Not sure what you can achieve yet? Define something. We’ll adjust it later.

You might find that you want a back-up goal in case you stall completely on your initial choice. That can be dangerous, of course, letting you off from achieving those difficult items, but it might be better than becoming demoralised and wasting precious time. That will be a decision for you and how you work. I wouldn’t have more than two, however.

Step 2: Physical preparation - Set the scene

The last thing you would want is to be mentally prepared and then find the world is against you: you can’t find your notes, the kids are due home in ten minutes, your phone is running through its full range of noises.

For a productive session - as opposed to just one of those important, but ad hoc writing moments - get as many of the predictable, but manageable, distractions out of the way. If anything does go wrong, we’ll make a note about it in debriefing (see later).

Think of anything you need to achieve your goal (previous research notes to hand, files on your computer located, etc.) BEFORE you start and make sure you have them available. That might also include some refreshments or a snack if you’ve set yourself a long one.

I demanded a time limit on your goal earlier. You might want to keep going if you are in flow, but that’s the same as having an unstructured session and that’s not what we’re doing today. Set an alarm and stick to it. This will make sure we start generating those metrics as well (they’re coming).

Okay. Ready? Off you go!

Ring, ring! Awooga! Honk, honk! (or whatever noise your alarm makes)… or, you achieved your goal before the alarm went off? Nice work!

Whichever it is, pens down… please.

Step 3: Future preparation - Record your score

Firstly, reward yourself: a deep breath, kettle on, or similar, marking that the session is over.
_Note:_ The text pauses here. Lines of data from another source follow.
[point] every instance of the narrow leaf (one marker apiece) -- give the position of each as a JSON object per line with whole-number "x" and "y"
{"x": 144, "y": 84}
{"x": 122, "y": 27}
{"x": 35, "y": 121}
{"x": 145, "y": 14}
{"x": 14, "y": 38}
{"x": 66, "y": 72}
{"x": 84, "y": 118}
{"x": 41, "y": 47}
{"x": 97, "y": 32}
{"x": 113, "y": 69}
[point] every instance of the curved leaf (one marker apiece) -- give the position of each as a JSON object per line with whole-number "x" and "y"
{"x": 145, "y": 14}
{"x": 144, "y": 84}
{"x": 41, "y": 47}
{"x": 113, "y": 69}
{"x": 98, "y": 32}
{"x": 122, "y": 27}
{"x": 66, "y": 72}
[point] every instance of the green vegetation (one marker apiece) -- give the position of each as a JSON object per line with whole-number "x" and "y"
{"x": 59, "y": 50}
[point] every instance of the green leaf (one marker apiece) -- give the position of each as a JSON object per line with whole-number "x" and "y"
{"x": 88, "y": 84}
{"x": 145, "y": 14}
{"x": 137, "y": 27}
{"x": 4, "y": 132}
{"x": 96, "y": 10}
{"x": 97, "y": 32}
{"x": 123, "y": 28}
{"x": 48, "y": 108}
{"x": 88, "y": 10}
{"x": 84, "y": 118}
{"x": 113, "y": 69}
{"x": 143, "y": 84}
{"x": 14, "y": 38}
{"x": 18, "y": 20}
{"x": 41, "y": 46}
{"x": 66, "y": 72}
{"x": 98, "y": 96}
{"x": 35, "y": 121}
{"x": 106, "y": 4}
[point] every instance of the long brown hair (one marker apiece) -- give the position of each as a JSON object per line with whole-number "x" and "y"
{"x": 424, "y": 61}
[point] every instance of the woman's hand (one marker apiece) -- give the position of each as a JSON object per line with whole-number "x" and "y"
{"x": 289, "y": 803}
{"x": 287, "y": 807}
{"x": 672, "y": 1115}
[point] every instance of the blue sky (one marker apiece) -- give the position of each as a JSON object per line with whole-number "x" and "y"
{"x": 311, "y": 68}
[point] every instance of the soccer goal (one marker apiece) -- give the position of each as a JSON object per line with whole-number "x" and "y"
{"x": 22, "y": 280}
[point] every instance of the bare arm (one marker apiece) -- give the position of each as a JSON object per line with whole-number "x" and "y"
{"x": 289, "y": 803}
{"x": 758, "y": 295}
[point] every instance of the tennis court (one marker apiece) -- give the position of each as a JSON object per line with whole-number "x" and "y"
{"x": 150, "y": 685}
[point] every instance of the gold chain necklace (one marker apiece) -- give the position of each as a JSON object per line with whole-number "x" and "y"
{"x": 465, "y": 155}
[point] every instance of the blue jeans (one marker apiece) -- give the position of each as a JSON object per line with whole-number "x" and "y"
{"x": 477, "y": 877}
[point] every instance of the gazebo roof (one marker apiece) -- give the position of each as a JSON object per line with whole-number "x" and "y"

But make it brief because there is an important final task that needs to be done as soon as possible after your efforts - and make sure it is very soon after because you won’t remember the details if you leave it too long.

I want you to keep a record of all your formal sessions: a diary or log book. In it, write what your goal was, the time estimate and whether you achieved it or not. If you didn’t achieve it, how much did you achieve? This is where a goal which has a very measurable deliverable is very useful. Record anything which went wrong during the session (next door banged on the door wanting to borrow sugar… again!) or anything which really helped you get there (my new editing software made things much easier).

This information might show you need more–or less–time to achieve things in future. It might point out that you need to be more organised because you found things hard to find, or you have to have a word with Mrs Higgins at no. 5 about your writing commitments. Note: I would always collect information from a few similar sessions before making a decision, unless it’s obvious; you might have just had a bad day.

You can also collect the metrics to work out how long it takes you to do things. Then you can give a reliable… well, some sort of timescale, to your publisher about how long it will take you to finish your next, great novel.

Are you prepared? Good luck with your work!